1. Sign up for a course
Adult education is more than hobby classes where you learn the tabs to “Wonderwall” (though, that’s an option). Today, online and continuing education courses offer a variety of subjects for the career-minded, such as grant writing, web design, and employee management.
Many classes also include a project component, which can provide an opportunity for some hands-on experience. For example, you can team up with a nonprofit and use your grant writing class project as an opportunity to create an actual grant proposal. Such pairings of class work with real-life applications look great on resumes.
2. Shadow a coworker
Shadowing provides you the opportunity to learn from your coworker’s skills and can gain you a mentor for later pursuits. It’s advantageous to your employer, too, as it can deepen your knowledge of the company’s many facets.
If possible, don’t just shadow your coworker—help them complete part a specific project. As with course work, this grants you hands-on experience with skills employers value.
3. Request additional responsibilities
Go beyond your job description, and new skills will follow. You just have to ask. It can be a tricky ask, though. Some supervisors may not be willing to shake up how your position fits within the larger corporate structure, or over-diversifying the position may make future hires difficult to place.
To make the proposition more appealing, do your homework. Recognize a need within the company, figure out how you can best meet that need, and present your findings. It can be a lot of work, but this method ensures your new skills will transfer directly to your resume.

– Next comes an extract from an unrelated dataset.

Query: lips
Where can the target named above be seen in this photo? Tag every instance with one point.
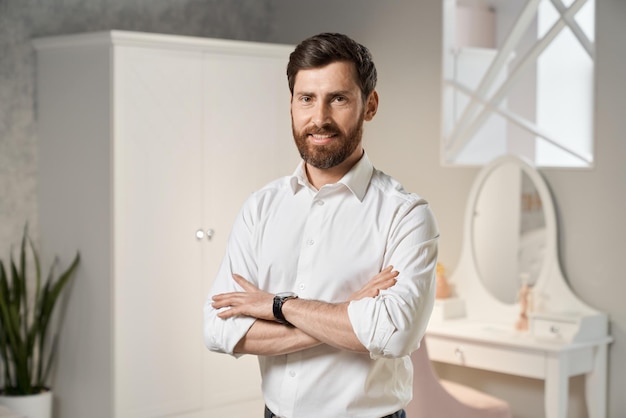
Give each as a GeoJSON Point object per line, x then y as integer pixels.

Offering your services isn’t likely to net you hard skills, but don’t let that deter you. Volunteering can reinforce many soft skills like communication, time management, and problem solving.
It will strengthen your relationship with your community, as well. You may learn about your local ecology, social arrangements, and community hardships. As a bonus, volunteering provides a great way to network and develop new partnerships.
An oldie but a goodie, reading remains one of the best ways to learn new information and diversify your skills. Books can extend your knowledge on a variety of subjects to improve your communications, productivity, and interpersonal skills.
They can help you onboard hard skills, too. Programming manuals can teach you computer languages, and financial books can improve your monetary proficiency.
Don’t let the titles turn your sour, either. Book series like the ill-named For Dummies are anything but. They merely present the information in easy-to-read language that’s broken up for effortless mental digestion.
Diversifying your skills while at the same job doesn’t just prepare you for your next job—it helps stave off career malaise as well. These five methods require you to make the first move. Whether that’s registering for a course, talking with your supervisor, or visiting the library, it’s on you to make the preparations. But the benefits, for both your career and personal growth, will be well worth it.